In default.conf we define two server blocks. Port 80 now redirects traffic to port 443, ensuring that all requests use HTTPS. Port 443 is configured to handle secure traffic using the certificates generated by Certbot.

Previously created ssl_certificate files are referenced. 

limit_req_zone $binary_remote_addr zone=mylimit:10m rate=10r/s;

server {
    listen 80;
    server_name yourdomain.com www.yourdomain.com;
    return 301 https://$host$request_uri;
}

server {
    listen 443 ssl;
    client_max_body_size 10M;
    server_name yourdomain.com www.yourdomain.com;

     # SSL certificate files
     ssl_certificate /etc/letsencrypt/live/yourdomain.com/fullchain.pem;
     ssl_certificate_key /etc/letsencrypt/live/yourdomain.com/privkey.pem;

    location /static/ {
        alias /app/static/;
        expires 1d;
        add_header Cache-Control "public";
    }

    location / {
        limit_req zone=mylimit burst=10 nodelay;
        proxy_pass http://web:8000;
        proxy_set_header Host $host;
        proxy_set_header X-Real-IP $remote_addr;
        proxy_set_header X-Forwarded-For $proxy_add_x_forwarded_for;
    }
}

This setup is similar to the one described in Gunicorn and Nginx Setup for Serving the Web App, with the key difference being the addition of redirecting, HTTPS support and certificate handling.

Updating the Nginx Container

Now it time to modify the nginx container. Since the SSL certificates are generated on the host, they must be mounted into the container so Nginx can access them.
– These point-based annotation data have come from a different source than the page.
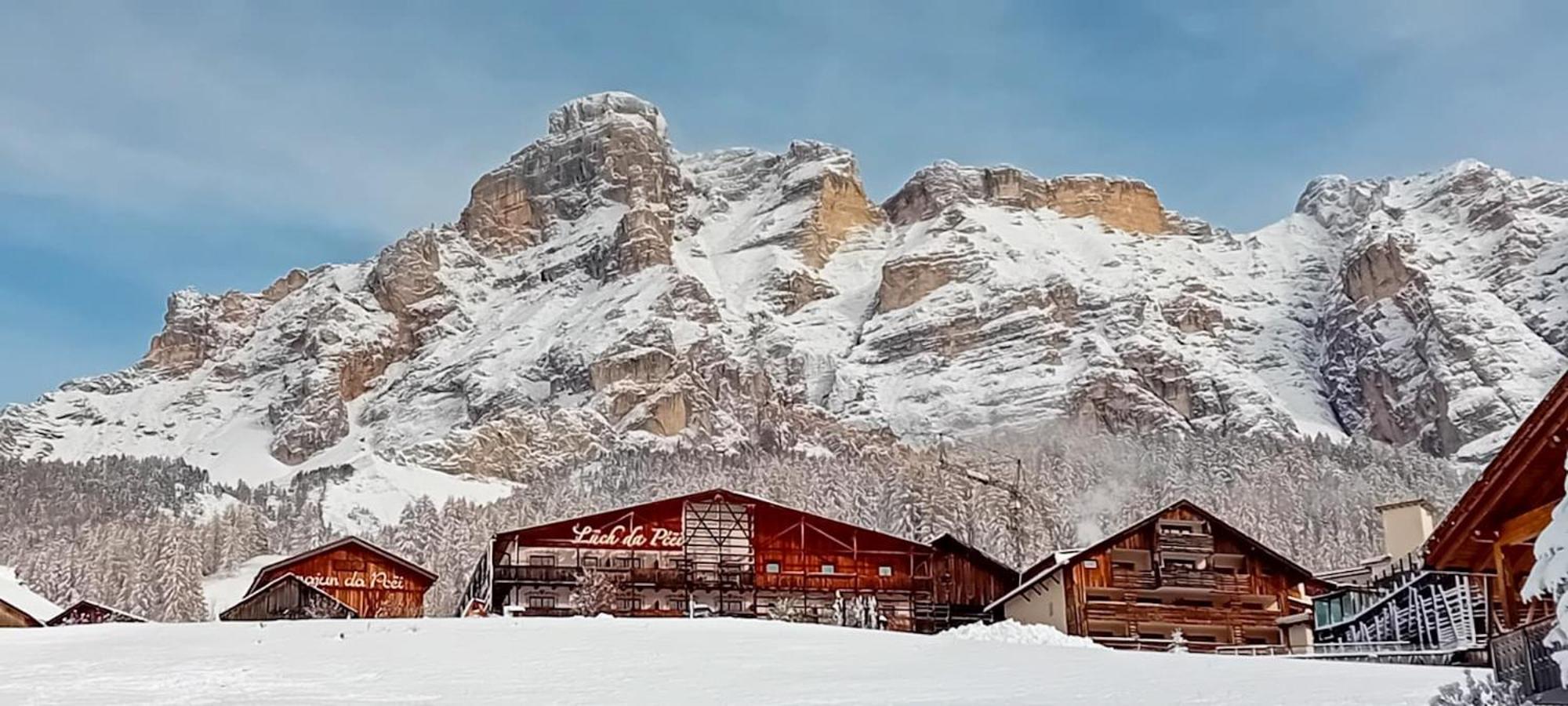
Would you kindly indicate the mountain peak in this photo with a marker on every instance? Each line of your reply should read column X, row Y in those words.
column 589, row 111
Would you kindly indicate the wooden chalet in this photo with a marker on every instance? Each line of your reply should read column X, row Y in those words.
column 89, row 613
column 1490, row 536
column 15, row 617
column 289, row 599
column 368, row 580
column 725, row 553
column 1177, row 570
column 1494, row 528
column 20, row 606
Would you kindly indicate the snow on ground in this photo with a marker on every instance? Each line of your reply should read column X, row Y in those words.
column 581, row 661
column 1015, row 633
column 227, row 589
column 18, row 595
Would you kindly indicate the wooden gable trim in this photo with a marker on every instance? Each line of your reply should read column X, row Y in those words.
column 1103, row 545
column 350, row 540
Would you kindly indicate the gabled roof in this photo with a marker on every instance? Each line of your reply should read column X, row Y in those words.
column 706, row 495
column 294, row 580
column 951, row 544
column 1097, row 548
column 87, row 605
column 1514, row 482
column 23, row 600
column 332, row 547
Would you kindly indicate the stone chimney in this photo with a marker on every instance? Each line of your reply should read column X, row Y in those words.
column 1406, row 526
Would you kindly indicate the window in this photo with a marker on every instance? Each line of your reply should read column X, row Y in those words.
column 1100, row 595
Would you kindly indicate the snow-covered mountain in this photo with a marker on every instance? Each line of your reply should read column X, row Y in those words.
column 603, row 289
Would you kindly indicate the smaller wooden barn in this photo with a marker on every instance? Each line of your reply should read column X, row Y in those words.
column 288, row 599
column 20, row 606
column 355, row 575
column 89, row 613
column 1177, row 572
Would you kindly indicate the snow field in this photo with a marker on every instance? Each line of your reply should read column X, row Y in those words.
column 576, row 661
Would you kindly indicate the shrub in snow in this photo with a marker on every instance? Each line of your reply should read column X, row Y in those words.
column 789, row 610
column 1550, row 575
column 1015, row 633
column 595, row 594
column 1484, row 693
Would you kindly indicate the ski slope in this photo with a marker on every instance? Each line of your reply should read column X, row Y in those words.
column 600, row 661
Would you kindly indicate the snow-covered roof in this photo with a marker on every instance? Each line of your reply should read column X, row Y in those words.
column 1117, row 537
column 349, row 540
column 289, row 578
column 16, row 594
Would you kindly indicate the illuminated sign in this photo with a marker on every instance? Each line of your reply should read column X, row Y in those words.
column 626, row 537
column 376, row 580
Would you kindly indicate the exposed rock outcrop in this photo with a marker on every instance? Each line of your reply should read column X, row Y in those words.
column 1123, row 205
column 601, row 291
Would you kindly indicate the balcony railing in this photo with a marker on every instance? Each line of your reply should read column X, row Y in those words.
column 1188, row 578
column 1523, row 658
column 537, row 575
column 1191, row 544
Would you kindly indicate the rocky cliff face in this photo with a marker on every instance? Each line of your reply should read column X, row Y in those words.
column 603, row 289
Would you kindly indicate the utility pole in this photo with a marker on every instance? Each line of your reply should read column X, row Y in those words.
column 1015, row 490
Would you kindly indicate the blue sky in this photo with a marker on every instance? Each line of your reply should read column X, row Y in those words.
column 151, row 147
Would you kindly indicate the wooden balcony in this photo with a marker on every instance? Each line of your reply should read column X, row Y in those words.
column 1186, row 578
column 1156, row 613
column 659, row 578
column 1134, row 580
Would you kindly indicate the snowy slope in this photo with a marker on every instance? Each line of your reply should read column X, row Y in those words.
column 647, row 661
column 603, row 289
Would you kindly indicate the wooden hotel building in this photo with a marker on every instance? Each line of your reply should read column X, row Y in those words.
column 346, row 580
column 725, row 553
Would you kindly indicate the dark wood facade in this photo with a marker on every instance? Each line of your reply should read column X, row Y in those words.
column 1178, row 570
column 288, row 599
column 371, row 581
column 89, row 613
column 733, row 555
column 1494, row 528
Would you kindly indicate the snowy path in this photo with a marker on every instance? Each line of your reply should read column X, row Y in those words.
column 644, row 661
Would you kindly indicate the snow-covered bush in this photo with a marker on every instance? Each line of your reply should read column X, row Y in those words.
column 1015, row 633
column 1550, row 575
column 1479, row 693
column 595, row 594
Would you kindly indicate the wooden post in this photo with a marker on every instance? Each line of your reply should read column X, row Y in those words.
column 1509, row 595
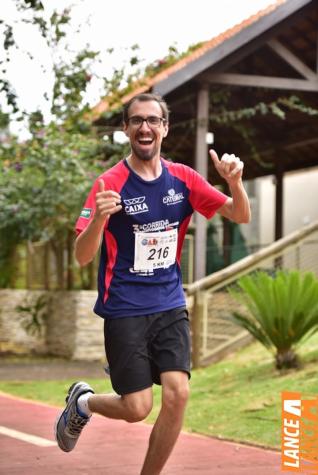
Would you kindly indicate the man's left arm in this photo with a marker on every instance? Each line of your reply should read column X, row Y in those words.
column 237, row 207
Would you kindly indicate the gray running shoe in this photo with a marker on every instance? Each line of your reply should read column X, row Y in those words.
column 70, row 423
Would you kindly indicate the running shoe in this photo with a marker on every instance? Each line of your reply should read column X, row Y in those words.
column 69, row 423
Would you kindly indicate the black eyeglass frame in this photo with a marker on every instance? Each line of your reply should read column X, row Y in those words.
column 142, row 120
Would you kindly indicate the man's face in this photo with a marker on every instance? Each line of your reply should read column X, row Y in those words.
column 145, row 138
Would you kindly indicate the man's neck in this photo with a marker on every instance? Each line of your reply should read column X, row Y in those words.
column 147, row 169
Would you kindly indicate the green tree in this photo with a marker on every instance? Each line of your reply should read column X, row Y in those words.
column 281, row 311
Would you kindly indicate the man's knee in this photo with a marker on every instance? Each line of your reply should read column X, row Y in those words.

In Gunicorn and Nginx Setup for Serving the Web App post's setup, the container only exposed port 80. We now expose port 443 as well and mount the /etc/letsencrypt directory as read-only. The updated Docker Compose configuration looks like this:

nginx:
    image: nginx:latest
    container_name: nginx
    ports:
      - "80:80"
      - "443:443"
    depends_on:
      - web
    volumes:
      - /etc/letsencrypt:/etc/letsencrypt:ro
      - ./src/nginx/conf.d:/etc/nginx/conf.d
      - ./nginx/logs:/var/log/nginx
      - ./src/staticfiles:/app/static
    restart: always
    networks:
      - myproject-net

Assuming your web container is running on port 8000 and the nginx container is also successfully running, opening  yourdomain.com or www.yourdomain.com in the browser should now securely serve the web app over HTTPS.